🤖 AI Summary
Existing approaches struggle to balance the high cost of general-purpose large models with the limited generalization of specialized small models. To address this, this work proposes FusionRoute, a framework that, at each decoding step, employs a lightweight token-level router to dynamically select the optimal expert model and introduces a learnable complementary generator to additively refine the expert logits. This approach transcends the conventional limitation of routing mechanisms that rely solely on expert outputs, thereby expanding the decoding strategy space and approximating the optimal policy under weaker assumptions. Experiments demonstrate that FusionRoute consistently outperforms current collaboration, merging, and fine-tuning methods across tasks including mathematical reasoning, code generation, and instruction following on Llama-3 and Gemma-2 model families, while maintaining performance comparable to domain-specific experts.
📝 Abstract
Large language models (LLMs) exhibit strengths across diverse domains. However, achieving strong performance across these domains with a single general-purpose model typically requires scaling to sizes that are prohibitively expensive to train and deploy. On the other hand, while smaller domain-specialized models are much more efficient, they struggle to generalize beyond their training distributions. To address this dilemma, we propose FusionRoute, a robust and effective token-level multi-LLM collaboration framework in which a lightweight router simultaneously (i) selects the most suitable expert at each decoding step and (ii) contributes a complementary logit that refines or corrects the selected expert's next-token distribution via logit addition.

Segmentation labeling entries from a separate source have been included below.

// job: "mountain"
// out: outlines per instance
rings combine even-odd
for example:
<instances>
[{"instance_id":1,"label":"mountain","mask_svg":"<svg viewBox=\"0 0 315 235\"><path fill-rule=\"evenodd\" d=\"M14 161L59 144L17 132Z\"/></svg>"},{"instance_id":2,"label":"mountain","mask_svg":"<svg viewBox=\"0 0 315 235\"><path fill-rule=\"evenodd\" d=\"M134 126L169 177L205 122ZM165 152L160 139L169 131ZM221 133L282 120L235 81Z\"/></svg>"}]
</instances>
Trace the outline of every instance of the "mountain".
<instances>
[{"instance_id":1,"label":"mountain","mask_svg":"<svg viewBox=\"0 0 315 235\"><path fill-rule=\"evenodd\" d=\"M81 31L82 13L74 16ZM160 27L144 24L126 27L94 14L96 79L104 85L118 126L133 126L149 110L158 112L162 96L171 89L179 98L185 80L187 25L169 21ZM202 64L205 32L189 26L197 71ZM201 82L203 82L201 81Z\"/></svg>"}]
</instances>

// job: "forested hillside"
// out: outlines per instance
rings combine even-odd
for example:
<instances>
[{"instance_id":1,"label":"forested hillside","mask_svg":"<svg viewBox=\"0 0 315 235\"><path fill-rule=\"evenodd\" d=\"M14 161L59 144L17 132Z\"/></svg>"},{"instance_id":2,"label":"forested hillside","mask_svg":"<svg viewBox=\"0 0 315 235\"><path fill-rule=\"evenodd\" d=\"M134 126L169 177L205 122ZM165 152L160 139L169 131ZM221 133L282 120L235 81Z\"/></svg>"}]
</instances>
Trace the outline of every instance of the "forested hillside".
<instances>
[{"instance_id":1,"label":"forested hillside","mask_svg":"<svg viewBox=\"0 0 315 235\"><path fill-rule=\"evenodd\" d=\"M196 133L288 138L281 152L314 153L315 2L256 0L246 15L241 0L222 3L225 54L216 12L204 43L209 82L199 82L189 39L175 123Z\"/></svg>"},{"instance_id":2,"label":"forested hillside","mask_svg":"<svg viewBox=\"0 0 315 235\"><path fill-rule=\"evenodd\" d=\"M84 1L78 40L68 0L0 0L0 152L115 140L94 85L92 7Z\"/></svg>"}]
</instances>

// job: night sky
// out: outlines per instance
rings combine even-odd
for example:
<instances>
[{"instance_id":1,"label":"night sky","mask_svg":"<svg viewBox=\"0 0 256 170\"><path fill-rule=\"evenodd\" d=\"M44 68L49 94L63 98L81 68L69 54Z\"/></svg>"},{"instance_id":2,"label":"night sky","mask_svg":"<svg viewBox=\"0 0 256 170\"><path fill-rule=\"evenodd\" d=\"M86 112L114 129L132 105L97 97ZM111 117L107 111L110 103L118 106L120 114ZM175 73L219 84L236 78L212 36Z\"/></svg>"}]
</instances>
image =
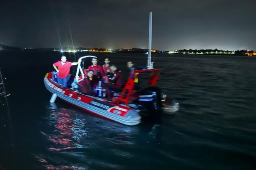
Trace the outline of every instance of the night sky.
<instances>
[{"instance_id":1,"label":"night sky","mask_svg":"<svg viewBox=\"0 0 256 170\"><path fill-rule=\"evenodd\" d=\"M0 44L20 48L256 50L254 0L0 1ZM58 35L59 36L58 36ZM59 37L60 39L59 39Z\"/></svg>"}]
</instances>

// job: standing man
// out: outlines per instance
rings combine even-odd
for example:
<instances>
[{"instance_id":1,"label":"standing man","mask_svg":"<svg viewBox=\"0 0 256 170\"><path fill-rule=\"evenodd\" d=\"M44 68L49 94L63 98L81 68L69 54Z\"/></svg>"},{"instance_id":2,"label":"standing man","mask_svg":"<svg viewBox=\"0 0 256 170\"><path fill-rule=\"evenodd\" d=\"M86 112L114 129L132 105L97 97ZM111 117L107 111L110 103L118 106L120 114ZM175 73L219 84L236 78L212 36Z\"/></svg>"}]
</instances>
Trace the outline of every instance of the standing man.
<instances>
[{"instance_id":1,"label":"standing man","mask_svg":"<svg viewBox=\"0 0 256 170\"><path fill-rule=\"evenodd\" d=\"M52 66L58 72L58 81L59 84L63 87L67 87L69 79L68 76L70 67L77 65L81 62L81 60L78 60L77 62L69 62L67 61L67 58L65 56L62 56L61 60L61 61L56 62Z\"/></svg>"},{"instance_id":2,"label":"standing man","mask_svg":"<svg viewBox=\"0 0 256 170\"><path fill-rule=\"evenodd\" d=\"M127 68L129 69L128 71L128 77L130 76L131 73L136 70L136 68L134 67L134 64L132 63L132 61L129 61L127 62Z\"/></svg>"},{"instance_id":3,"label":"standing man","mask_svg":"<svg viewBox=\"0 0 256 170\"><path fill-rule=\"evenodd\" d=\"M105 62L105 64L103 64L102 66L102 69L103 69L103 71L104 72L104 74L105 76L108 74L108 73L109 72L109 62L110 61L108 58L106 58L104 60L104 62Z\"/></svg>"},{"instance_id":4,"label":"standing man","mask_svg":"<svg viewBox=\"0 0 256 170\"><path fill-rule=\"evenodd\" d=\"M92 58L92 65L88 67L88 70L93 71L94 75L96 76L98 79L100 79L104 76L104 73L101 66L97 64L97 62L96 58Z\"/></svg>"},{"instance_id":5,"label":"standing man","mask_svg":"<svg viewBox=\"0 0 256 170\"><path fill-rule=\"evenodd\" d=\"M110 90L118 90L122 88L122 74L121 71L118 70L116 66L114 64L111 64L110 67L110 70L113 73L113 76L108 78L109 83L107 84Z\"/></svg>"}]
</instances>

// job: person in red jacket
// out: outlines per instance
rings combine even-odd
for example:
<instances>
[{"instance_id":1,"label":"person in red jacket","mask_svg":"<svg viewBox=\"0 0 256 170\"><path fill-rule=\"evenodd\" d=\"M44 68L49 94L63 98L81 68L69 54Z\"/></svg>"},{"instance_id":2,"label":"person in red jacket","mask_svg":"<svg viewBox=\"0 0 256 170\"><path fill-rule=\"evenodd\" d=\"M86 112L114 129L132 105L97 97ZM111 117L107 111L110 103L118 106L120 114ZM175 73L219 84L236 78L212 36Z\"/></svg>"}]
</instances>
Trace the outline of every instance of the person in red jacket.
<instances>
[{"instance_id":1,"label":"person in red jacket","mask_svg":"<svg viewBox=\"0 0 256 170\"><path fill-rule=\"evenodd\" d=\"M61 61L59 61L52 64L52 66L58 72L58 81L60 85L64 87L68 86L70 67L77 65L80 62L81 60L79 60L77 62L73 62L67 61L66 56L62 56L61 57Z\"/></svg>"},{"instance_id":2,"label":"person in red jacket","mask_svg":"<svg viewBox=\"0 0 256 170\"><path fill-rule=\"evenodd\" d=\"M87 72L87 76L85 77L81 85L81 92L85 94L92 95L93 94L92 87L92 76L93 71L90 70Z\"/></svg>"},{"instance_id":3,"label":"person in red jacket","mask_svg":"<svg viewBox=\"0 0 256 170\"><path fill-rule=\"evenodd\" d=\"M88 70L93 71L94 76L100 79L104 76L104 72L101 66L97 64L97 58L92 58L92 65L88 67Z\"/></svg>"},{"instance_id":4,"label":"person in red jacket","mask_svg":"<svg viewBox=\"0 0 256 170\"><path fill-rule=\"evenodd\" d=\"M122 88L122 75L121 71L119 70L114 64L111 64L110 67L110 71L113 72L112 76L108 78L108 83L105 84L108 97L110 97L110 90L118 91Z\"/></svg>"},{"instance_id":5,"label":"person in red jacket","mask_svg":"<svg viewBox=\"0 0 256 170\"><path fill-rule=\"evenodd\" d=\"M108 73L109 72L109 62L110 61L109 59L108 58L105 58L104 60L104 62L105 62L105 64L103 64L102 66L102 69L103 69L103 71L104 72L104 74L105 76L106 76L108 74Z\"/></svg>"}]
</instances>

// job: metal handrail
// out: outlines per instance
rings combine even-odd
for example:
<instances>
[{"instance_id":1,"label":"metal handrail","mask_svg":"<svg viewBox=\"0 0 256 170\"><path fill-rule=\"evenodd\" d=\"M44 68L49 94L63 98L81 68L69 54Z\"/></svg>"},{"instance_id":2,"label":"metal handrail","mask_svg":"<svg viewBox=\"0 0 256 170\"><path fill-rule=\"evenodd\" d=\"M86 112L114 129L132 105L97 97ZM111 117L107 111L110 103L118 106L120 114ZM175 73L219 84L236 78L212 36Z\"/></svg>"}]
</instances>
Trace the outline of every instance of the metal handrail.
<instances>
[{"instance_id":1,"label":"metal handrail","mask_svg":"<svg viewBox=\"0 0 256 170\"><path fill-rule=\"evenodd\" d=\"M83 56L82 57L81 57L78 59L78 61L79 60L81 60L82 61L82 60L86 58L87 57L92 57L94 58L97 58L97 57L93 56ZM82 78L80 80L78 80L78 74L79 74L79 70L81 72L81 74L82 74ZM77 69L76 70L76 80L78 82L80 82L84 80L84 72L83 72L83 70L82 69L82 67L81 67L81 62L78 63L78 65L77 66Z\"/></svg>"}]
</instances>

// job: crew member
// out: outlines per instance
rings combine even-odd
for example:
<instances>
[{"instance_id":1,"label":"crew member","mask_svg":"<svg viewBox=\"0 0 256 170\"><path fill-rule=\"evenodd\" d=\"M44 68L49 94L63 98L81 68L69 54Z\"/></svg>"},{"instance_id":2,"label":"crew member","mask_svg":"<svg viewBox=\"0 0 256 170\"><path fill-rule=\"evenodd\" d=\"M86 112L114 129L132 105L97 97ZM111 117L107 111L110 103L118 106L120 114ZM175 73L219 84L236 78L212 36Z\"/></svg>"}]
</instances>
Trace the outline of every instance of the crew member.
<instances>
[{"instance_id":1,"label":"crew member","mask_svg":"<svg viewBox=\"0 0 256 170\"><path fill-rule=\"evenodd\" d=\"M101 66L97 64L98 60L96 58L92 58L92 64L88 67L88 70L93 71L94 77L99 79L104 76L104 72Z\"/></svg>"},{"instance_id":2,"label":"crew member","mask_svg":"<svg viewBox=\"0 0 256 170\"><path fill-rule=\"evenodd\" d=\"M106 76L108 74L108 73L109 72L109 62L110 61L108 58L106 58L104 60L104 62L105 62L105 64L103 64L102 66L102 69L103 70L103 71L104 72L104 74L105 76Z\"/></svg>"},{"instance_id":3,"label":"crew member","mask_svg":"<svg viewBox=\"0 0 256 170\"><path fill-rule=\"evenodd\" d=\"M81 92L85 94L93 94L92 76L93 71L90 70L87 72L87 76L85 77L81 85Z\"/></svg>"},{"instance_id":4,"label":"crew member","mask_svg":"<svg viewBox=\"0 0 256 170\"><path fill-rule=\"evenodd\" d=\"M69 62L67 61L67 58L65 56L62 56L61 60L61 61L52 64L52 66L58 72L58 81L59 84L64 87L67 87L70 78L69 74L70 67L77 65L81 62L81 60L78 60L77 62Z\"/></svg>"}]
</instances>

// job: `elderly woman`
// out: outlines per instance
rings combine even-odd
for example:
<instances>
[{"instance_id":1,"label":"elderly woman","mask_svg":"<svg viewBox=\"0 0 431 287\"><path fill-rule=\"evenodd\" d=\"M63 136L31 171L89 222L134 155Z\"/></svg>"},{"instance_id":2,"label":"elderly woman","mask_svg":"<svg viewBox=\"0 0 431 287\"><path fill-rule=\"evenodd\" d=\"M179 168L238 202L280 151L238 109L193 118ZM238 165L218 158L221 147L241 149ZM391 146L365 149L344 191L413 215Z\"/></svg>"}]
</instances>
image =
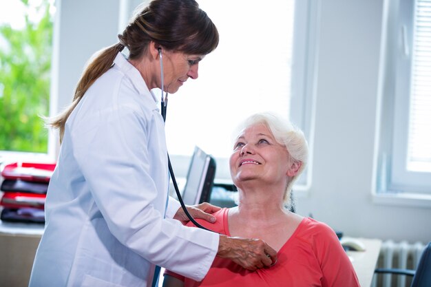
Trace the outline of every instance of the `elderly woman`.
<instances>
[{"instance_id":1,"label":"elderly woman","mask_svg":"<svg viewBox=\"0 0 431 287\"><path fill-rule=\"evenodd\" d=\"M216 257L202 281L167 271L163 286L359 286L335 232L285 207L307 162L303 133L268 113L251 116L240 128L229 162L238 206L216 213L215 224L202 223L229 236L260 238L277 251L278 261L253 272Z\"/></svg>"},{"instance_id":2,"label":"elderly woman","mask_svg":"<svg viewBox=\"0 0 431 287\"><path fill-rule=\"evenodd\" d=\"M216 255L252 270L275 261L262 240L184 226L179 202L168 197L165 114L152 90L174 94L197 78L218 44L196 1L153 0L92 59L73 102L50 123L61 147L31 287L149 286L155 264L200 280Z\"/></svg>"}]
</instances>

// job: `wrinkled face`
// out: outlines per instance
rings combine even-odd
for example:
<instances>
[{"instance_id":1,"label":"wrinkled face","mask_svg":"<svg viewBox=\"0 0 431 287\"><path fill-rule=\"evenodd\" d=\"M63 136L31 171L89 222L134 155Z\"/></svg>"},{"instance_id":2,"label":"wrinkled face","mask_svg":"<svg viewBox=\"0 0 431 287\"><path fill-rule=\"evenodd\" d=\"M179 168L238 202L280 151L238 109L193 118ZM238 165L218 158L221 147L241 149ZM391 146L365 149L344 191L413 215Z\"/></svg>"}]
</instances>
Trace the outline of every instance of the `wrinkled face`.
<instances>
[{"instance_id":1,"label":"wrinkled face","mask_svg":"<svg viewBox=\"0 0 431 287\"><path fill-rule=\"evenodd\" d=\"M229 165L233 182L259 180L268 183L287 180L290 156L286 147L277 142L265 125L247 127L233 146Z\"/></svg>"},{"instance_id":2,"label":"wrinkled face","mask_svg":"<svg viewBox=\"0 0 431 287\"><path fill-rule=\"evenodd\" d=\"M199 62L204 55L188 55L179 52L163 52L164 90L176 92L189 78L198 78Z\"/></svg>"}]
</instances>

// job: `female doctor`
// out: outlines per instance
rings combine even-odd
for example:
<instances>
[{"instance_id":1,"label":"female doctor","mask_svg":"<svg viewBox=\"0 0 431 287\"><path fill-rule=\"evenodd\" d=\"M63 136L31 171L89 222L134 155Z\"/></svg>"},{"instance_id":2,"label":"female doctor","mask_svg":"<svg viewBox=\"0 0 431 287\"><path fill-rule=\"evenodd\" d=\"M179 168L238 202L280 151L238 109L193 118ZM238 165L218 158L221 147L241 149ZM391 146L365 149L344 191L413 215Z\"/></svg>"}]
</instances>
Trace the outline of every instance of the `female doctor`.
<instances>
[{"instance_id":1,"label":"female doctor","mask_svg":"<svg viewBox=\"0 0 431 287\"><path fill-rule=\"evenodd\" d=\"M173 94L197 78L218 44L216 26L194 0L154 0L118 39L51 122L62 143L30 286L149 286L154 264L201 280L216 255L252 270L270 266L276 253L264 242L184 226L168 197L163 119L150 90Z\"/></svg>"}]
</instances>

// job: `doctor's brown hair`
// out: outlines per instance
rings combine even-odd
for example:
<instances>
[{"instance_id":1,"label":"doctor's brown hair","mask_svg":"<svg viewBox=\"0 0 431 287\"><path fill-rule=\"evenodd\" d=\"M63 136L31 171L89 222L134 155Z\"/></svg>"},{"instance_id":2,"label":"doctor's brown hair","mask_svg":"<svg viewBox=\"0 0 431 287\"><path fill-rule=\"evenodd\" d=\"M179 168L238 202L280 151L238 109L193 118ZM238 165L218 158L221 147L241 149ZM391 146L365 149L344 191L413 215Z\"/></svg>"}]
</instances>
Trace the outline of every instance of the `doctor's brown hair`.
<instances>
[{"instance_id":1,"label":"doctor's brown hair","mask_svg":"<svg viewBox=\"0 0 431 287\"><path fill-rule=\"evenodd\" d=\"M217 47L219 38L216 25L194 0L153 0L136 14L118 39L119 43L94 54L78 82L72 103L48 120L48 125L59 129L60 142L72 111L125 47L132 60L142 56L151 41L167 50L204 55Z\"/></svg>"}]
</instances>

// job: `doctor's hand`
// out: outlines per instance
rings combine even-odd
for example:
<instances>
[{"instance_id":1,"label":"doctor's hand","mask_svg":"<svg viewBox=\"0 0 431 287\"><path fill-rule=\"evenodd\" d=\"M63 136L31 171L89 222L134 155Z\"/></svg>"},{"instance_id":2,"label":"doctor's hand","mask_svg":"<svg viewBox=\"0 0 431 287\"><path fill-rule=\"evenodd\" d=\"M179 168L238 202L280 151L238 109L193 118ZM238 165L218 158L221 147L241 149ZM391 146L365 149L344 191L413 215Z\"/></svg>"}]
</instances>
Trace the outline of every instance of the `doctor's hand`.
<instances>
[{"instance_id":1,"label":"doctor's hand","mask_svg":"<svg viewBox=\"0 0 431 287\"><path fill-rule=\"evenodd\" d=\"M217 255L254 271L277 262L277 251L263 240L220 235Z\"/></svg>"},{"instance_id":2,"label":"doctor's hand","mask_svg":"<svg viewBox=\"0 0 431 287\"><path fill-rule=\"evenodd\" d=\"M197 205L186 206L186 208L193 218L202 219L211 223L216 222L216 217L211 214L221 209L220 207L216 206L207 202ZM176 213L175 213L174 219L180 220L183 224L189 221L189 217L187 217L187 215L186 215L186 213L181 207L180 207Z\"/></svg>"}]
</instances>

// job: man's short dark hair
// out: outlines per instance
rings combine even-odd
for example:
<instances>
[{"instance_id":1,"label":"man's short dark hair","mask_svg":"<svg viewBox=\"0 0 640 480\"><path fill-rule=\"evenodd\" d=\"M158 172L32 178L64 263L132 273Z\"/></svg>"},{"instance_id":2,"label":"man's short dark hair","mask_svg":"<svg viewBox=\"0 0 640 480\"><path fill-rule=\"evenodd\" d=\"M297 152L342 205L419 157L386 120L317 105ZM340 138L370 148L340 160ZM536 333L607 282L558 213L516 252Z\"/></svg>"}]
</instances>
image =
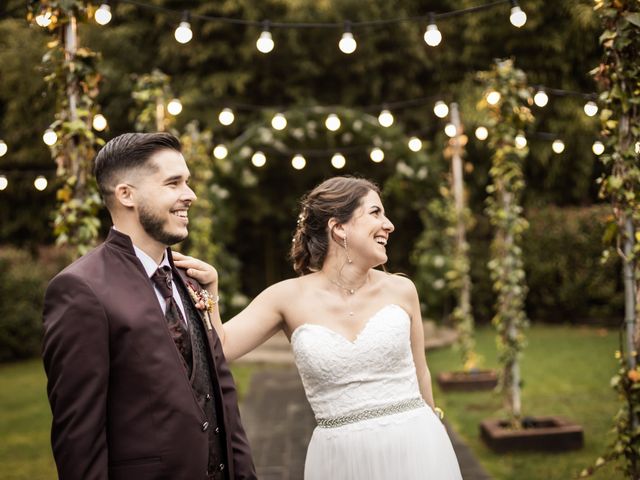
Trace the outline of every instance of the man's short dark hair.
<instances>
[{"instance_id":1,"label":"man's short dark hair","mask_svg":"<svg viewBox=\"0 0 640 480\"><path fill-rule=\"evenodd\" d=\"M149 159L161 150L180 152L180 141L170 133L125 133L107 142L96 156L93 172L100 195L111 204L116 185L125 172L140 168L155 168Z\"/></svg>"}]
</instances>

Unlike existing token-level collaboration methods that rely solely on fixed expert outputs, we provide a theoretical analysis showing that pure expert-only routing is fundamentally limited: unless strong global coverage assumptions hold, it cannot in general realize the optimal decoding policy. By augmenting expert selection with a trainable complementary generator, FusionRoute expands the effective policy class and enables recovery of optimal value functions under mild conditions. Empirically, across both Llama-3 and Gemma-2 families and diverse benchmarks spanning mathematical reasoning, code generation, and instruction following, FusionRoute outperforms both sequence- and token-level collaboration, model merging, and direct fine-tuning, while remaining competitive with domain experts on their respective tasks.